SARS-CoV-2 varian delta telah menyebar dan menyebabkan perubahan pada epidemiologi pandemi COVID-19. Varian Delta diketahui memiliki kemampuan transmisi yang cepat dan penghindaran kekebalan (neutralizing antibodies), baik dari riwayat infeksi maupun riwayat vaksinasi COVID-19 sebelumnya.

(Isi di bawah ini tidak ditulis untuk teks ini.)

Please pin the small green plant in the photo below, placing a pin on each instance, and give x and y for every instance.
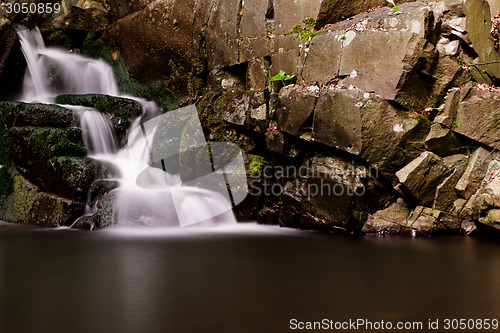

Belum ada data yang cukup mengenai morbiditas dan mortalitas varian delta, tetapi varian ini diketahui meningkatkan risiko kebutuhan rawat inap pasien COVID-19, dengan peningkatan risiko pada pasien dengan komorbiditas. Saat ini, terdapat dua jenis vaksin yang memberikan imunitas terhadap COVID-19 akibat varian delta, yaitu Oxford-AstraZeneca (ChAdOx1) dan Pfizer-BioNTech (BNT162b2). Meskipun kedua vaksin tersebut tidak lebih efektif dibandingkan mengurangi COVID-19 akibat varian lain.